For training and evaluating mass-decorrelated Hbb vs. Dijets tagger and Hbb vs. Top tagger.
- Clone the package:
$ git clone https://github.com/allenshihlung/mass_decorrelated_hbb_tagger.git
$ cd adversarial-master
- Install miniconda and other dependencies to create the appropriate software environments:
$ source install.sh
- Add path to .bashrc in your ~ directory
$ cd ~
$ cat "export PATH=<path to your the bin directory of your miniconda installation>:$PATH"

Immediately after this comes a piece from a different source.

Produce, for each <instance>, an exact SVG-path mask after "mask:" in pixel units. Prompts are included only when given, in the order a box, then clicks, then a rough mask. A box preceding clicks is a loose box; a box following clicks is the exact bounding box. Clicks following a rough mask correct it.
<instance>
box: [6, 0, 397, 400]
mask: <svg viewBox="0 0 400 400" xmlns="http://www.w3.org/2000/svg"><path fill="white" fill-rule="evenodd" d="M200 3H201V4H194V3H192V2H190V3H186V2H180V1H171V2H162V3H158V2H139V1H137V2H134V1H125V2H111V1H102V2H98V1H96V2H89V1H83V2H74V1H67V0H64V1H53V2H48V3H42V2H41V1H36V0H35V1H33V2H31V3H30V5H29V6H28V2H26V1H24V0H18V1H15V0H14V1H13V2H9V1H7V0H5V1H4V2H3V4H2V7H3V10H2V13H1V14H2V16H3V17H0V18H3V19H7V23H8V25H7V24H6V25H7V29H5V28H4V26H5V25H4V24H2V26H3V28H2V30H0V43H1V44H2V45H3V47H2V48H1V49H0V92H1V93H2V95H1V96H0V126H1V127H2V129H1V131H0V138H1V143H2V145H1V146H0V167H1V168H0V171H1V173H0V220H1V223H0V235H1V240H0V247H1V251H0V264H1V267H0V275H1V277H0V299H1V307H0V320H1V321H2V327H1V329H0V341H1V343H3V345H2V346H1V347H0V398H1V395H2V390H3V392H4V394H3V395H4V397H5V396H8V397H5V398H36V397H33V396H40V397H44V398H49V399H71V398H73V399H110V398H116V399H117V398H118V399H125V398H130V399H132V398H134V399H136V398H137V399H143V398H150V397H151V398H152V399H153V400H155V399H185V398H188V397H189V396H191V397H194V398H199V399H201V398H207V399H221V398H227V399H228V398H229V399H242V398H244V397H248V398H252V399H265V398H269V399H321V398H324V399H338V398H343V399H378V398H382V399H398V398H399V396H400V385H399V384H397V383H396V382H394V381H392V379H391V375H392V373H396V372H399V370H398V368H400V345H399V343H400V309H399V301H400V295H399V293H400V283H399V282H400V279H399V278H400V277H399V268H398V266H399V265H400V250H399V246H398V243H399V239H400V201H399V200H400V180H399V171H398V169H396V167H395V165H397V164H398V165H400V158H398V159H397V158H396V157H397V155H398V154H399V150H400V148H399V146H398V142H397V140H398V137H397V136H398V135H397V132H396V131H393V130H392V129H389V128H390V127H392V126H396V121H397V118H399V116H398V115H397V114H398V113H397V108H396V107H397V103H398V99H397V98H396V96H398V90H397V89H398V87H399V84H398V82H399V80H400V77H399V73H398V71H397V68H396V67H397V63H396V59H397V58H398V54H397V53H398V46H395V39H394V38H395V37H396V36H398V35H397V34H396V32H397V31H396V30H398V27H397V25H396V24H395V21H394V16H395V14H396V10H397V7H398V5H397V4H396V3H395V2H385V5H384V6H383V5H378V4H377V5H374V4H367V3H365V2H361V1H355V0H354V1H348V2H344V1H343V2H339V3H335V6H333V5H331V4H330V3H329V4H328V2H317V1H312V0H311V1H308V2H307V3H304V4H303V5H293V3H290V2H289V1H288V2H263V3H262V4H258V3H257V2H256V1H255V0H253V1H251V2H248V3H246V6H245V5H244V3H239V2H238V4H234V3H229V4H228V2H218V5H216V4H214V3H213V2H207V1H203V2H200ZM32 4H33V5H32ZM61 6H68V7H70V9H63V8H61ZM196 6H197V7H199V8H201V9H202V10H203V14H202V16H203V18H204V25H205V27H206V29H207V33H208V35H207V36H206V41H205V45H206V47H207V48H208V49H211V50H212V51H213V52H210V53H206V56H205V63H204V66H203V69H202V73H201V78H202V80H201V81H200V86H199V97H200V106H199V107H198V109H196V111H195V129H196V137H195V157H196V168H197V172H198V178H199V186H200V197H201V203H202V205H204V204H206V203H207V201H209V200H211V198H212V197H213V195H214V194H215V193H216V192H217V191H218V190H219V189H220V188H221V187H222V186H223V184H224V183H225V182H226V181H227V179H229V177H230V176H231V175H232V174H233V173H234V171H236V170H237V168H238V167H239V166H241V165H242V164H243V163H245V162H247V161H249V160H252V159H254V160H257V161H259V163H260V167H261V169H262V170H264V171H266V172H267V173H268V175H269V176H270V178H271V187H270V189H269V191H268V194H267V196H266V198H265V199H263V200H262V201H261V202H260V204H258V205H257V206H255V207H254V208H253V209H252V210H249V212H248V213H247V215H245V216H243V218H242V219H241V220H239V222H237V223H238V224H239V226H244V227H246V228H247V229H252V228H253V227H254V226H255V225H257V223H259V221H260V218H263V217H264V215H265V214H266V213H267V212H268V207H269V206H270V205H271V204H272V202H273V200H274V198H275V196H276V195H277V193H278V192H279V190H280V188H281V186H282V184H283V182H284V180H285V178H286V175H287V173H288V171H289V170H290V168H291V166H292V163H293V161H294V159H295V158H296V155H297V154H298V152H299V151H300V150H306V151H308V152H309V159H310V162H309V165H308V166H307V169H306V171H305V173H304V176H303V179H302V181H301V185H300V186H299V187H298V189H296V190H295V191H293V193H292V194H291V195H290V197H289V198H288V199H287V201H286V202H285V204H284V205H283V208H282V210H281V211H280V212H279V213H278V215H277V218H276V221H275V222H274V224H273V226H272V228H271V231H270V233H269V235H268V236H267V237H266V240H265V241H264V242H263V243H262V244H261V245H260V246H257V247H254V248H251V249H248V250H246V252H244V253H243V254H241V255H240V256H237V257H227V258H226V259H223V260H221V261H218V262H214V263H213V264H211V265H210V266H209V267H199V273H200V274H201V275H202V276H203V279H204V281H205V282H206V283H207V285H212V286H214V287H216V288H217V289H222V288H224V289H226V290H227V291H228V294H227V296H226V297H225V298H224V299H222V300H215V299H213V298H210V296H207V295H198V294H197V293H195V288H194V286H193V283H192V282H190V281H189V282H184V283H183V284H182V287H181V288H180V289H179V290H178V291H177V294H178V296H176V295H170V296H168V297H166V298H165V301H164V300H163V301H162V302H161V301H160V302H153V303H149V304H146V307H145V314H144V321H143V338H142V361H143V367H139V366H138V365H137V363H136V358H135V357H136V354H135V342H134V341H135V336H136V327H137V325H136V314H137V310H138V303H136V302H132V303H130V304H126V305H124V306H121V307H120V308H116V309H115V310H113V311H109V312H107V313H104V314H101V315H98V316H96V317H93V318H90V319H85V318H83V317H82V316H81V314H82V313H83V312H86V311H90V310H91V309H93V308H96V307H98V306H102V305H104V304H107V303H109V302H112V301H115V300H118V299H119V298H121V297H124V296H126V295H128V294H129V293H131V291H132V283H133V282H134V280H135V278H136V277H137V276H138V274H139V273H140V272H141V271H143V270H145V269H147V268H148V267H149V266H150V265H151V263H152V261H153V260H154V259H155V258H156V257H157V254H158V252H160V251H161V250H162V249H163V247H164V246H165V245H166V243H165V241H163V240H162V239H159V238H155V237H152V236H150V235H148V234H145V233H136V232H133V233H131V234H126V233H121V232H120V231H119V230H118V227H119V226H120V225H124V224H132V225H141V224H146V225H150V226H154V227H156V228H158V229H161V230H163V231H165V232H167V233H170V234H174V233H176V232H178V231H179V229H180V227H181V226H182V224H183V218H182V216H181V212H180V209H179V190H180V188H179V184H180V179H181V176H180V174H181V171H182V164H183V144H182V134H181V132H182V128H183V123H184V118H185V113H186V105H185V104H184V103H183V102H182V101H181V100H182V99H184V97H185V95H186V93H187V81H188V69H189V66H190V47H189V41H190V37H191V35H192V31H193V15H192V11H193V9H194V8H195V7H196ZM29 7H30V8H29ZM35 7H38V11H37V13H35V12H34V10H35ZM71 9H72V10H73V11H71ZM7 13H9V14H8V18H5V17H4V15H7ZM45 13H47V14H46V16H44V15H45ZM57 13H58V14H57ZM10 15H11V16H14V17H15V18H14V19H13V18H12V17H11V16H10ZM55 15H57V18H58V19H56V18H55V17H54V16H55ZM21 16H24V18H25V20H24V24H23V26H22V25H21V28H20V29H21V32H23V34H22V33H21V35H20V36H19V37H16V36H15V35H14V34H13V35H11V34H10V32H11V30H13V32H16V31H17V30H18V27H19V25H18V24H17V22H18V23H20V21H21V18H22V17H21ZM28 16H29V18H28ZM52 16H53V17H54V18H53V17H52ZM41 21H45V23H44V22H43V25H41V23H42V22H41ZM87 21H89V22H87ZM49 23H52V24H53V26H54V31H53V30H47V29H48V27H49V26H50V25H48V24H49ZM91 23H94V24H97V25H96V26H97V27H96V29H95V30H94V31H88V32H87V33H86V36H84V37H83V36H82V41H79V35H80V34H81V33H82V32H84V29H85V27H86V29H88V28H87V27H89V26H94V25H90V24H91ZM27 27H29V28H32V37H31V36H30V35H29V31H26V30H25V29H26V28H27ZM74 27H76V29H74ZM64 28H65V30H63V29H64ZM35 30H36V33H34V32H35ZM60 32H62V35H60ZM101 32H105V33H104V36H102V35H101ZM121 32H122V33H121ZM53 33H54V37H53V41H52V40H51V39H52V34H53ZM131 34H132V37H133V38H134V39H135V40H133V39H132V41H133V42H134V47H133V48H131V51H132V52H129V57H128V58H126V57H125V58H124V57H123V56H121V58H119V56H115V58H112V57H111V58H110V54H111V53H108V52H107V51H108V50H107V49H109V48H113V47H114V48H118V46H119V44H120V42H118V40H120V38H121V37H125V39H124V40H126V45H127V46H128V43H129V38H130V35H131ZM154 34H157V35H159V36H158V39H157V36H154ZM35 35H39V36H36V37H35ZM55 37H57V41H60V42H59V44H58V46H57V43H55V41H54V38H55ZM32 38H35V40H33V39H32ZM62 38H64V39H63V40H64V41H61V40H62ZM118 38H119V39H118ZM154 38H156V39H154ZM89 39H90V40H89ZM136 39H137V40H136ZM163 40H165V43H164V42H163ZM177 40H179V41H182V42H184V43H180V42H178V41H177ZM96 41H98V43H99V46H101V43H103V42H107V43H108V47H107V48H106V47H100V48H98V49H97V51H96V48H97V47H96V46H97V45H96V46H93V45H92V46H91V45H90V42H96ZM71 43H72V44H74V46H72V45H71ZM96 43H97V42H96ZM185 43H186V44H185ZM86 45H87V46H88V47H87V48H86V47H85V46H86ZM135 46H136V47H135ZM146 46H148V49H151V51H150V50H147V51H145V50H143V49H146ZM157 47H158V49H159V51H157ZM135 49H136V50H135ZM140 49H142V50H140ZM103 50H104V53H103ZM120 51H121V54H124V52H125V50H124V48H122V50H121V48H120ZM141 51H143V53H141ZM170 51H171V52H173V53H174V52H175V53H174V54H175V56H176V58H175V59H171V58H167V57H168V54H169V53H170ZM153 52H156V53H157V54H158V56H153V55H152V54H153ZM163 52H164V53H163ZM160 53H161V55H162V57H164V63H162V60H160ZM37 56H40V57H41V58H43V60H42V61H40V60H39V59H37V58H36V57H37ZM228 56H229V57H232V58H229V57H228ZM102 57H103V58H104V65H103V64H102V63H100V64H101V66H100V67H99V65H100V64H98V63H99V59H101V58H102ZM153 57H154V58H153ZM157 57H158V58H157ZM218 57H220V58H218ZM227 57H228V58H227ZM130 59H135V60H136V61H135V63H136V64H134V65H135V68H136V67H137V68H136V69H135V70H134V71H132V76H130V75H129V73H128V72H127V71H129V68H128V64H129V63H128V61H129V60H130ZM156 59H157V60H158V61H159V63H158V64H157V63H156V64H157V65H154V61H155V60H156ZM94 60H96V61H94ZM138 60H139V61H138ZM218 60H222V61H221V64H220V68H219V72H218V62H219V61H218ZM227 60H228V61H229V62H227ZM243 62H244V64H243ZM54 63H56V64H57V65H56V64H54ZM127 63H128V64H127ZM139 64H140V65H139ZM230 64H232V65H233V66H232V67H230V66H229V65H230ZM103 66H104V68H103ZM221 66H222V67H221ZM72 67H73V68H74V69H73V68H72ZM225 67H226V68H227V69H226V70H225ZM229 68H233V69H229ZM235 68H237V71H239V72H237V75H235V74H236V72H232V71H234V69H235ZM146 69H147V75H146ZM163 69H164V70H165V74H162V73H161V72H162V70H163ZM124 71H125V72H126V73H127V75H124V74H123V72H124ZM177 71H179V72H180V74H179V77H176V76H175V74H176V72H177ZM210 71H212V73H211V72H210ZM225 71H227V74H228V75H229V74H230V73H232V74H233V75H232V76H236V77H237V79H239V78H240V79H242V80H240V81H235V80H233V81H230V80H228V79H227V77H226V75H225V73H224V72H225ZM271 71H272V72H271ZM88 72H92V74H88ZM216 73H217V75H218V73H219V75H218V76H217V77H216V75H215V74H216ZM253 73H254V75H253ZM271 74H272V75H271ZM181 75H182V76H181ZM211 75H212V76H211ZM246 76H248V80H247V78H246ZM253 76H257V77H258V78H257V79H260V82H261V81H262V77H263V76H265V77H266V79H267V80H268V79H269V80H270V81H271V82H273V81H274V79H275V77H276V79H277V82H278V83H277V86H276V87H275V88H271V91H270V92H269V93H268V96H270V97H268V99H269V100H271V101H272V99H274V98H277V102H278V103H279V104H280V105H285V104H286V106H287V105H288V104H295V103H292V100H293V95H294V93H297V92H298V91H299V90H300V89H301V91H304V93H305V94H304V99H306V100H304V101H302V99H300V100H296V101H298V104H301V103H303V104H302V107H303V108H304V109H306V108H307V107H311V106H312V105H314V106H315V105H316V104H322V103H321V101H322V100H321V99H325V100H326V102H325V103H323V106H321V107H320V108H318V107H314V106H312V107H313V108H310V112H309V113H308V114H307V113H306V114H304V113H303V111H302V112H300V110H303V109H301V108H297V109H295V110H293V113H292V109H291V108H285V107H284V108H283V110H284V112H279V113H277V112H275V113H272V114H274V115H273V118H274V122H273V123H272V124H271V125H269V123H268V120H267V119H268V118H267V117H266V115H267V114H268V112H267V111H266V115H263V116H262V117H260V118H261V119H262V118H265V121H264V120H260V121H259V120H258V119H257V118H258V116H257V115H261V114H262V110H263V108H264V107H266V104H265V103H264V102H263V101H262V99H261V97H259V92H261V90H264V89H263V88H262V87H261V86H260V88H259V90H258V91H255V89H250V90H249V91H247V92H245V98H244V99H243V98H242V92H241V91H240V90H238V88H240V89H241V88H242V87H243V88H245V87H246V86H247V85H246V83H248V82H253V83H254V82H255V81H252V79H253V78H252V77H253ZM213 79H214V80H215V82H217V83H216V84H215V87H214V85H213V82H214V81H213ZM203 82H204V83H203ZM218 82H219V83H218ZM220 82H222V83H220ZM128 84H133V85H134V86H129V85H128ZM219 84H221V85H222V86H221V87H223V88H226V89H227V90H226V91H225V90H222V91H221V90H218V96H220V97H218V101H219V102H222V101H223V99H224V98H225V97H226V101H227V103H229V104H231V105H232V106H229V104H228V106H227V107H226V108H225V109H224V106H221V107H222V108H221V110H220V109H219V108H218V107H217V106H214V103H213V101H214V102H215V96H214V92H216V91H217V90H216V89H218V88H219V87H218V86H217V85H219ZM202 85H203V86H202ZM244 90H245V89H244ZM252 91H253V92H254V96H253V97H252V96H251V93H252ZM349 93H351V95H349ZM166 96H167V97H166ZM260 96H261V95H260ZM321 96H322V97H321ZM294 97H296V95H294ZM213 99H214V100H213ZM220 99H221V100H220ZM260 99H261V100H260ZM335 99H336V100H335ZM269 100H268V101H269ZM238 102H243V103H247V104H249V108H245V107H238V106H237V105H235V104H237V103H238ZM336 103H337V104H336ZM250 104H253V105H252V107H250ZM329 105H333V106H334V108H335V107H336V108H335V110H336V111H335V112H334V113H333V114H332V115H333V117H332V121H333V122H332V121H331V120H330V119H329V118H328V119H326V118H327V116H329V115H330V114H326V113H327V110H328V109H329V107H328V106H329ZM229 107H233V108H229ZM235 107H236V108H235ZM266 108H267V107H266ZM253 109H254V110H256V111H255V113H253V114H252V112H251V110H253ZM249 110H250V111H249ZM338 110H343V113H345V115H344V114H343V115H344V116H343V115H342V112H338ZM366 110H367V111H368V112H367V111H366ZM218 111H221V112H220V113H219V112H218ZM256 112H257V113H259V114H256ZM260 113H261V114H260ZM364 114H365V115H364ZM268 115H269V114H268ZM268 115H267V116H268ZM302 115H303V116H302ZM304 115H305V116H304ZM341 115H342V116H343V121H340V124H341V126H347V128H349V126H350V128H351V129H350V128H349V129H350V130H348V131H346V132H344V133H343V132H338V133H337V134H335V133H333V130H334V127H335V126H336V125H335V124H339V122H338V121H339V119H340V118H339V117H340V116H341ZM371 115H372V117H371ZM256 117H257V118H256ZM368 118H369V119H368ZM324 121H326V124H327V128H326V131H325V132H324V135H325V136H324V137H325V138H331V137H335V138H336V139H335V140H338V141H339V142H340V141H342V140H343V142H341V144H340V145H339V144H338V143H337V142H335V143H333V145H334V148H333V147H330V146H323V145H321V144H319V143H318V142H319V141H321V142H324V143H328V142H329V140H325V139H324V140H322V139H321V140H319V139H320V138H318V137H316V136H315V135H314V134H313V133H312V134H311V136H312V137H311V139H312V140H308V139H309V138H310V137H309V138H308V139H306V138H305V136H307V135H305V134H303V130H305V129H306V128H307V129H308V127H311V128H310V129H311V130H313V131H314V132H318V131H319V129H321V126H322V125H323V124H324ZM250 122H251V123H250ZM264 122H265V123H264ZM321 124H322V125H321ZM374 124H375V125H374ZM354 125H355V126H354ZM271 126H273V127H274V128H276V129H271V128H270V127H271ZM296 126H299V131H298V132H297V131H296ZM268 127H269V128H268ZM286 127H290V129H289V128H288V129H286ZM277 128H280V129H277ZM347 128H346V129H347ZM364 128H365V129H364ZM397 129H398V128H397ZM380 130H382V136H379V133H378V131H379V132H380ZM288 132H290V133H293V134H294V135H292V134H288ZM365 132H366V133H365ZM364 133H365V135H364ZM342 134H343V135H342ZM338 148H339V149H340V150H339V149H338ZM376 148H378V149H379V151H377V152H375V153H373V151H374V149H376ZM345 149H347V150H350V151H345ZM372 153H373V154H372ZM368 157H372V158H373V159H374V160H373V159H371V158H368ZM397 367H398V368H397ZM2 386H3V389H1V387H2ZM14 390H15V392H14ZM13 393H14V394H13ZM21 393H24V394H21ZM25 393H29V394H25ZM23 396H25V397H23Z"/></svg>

- Activate the conda environment
$ cd <path to your adversarial-master directory>
$ source activate.sh
- Gather all .h5 datasets into hbbDijetsDatasets/ or hbbTopDatasets/ On PDSF, this can be done by
$ python dataprocessing/getDatasets.py
Note that the name of each dataset has to follow the following format:
.h5 For example:
user.dguest.15830754._000001.output_301498_H.h5
and
user.dguest.15830705._000040.output_361027_N.h5
- Label the datasets
$ python dataprocessing/labelHbbDatasets.py
This will place the labelled datasets into labelledHbbDijetsDatasets/ or labelledHbbTopDatasets/
- Extract necessary columns for reweighting (we will add the other columns back after reweighting)
$ python dataprocessing/extractedPt.py
This will place the labelled datasets into extractedHbbDijetsDatasets/ or extractedHbbTopDatasets/
- Reweight and subsample
$ python -m prepro.reweightData --train <test events to subsample in millions> --test <test events to subsample in millions> --max-processes <max concurrent processes to be spun off>
This will place the processed extractedData.h5 file in reweightDatasets/
- Append all other columns back
$ python dataprocessing/appendHbbTop.py
This will place the processed data.h5 file in input/
Ready to go for training!
For training with the default configuration:
$ python -m run.adversarial.train --train
To make any changes to the configurations, locate the default.json file in the configs/.
Locate the perform_studies function in tests/comparison.py and comment out or uncomment any study. Then run
$ python -m tests.comparison
The plots will be saved in figures/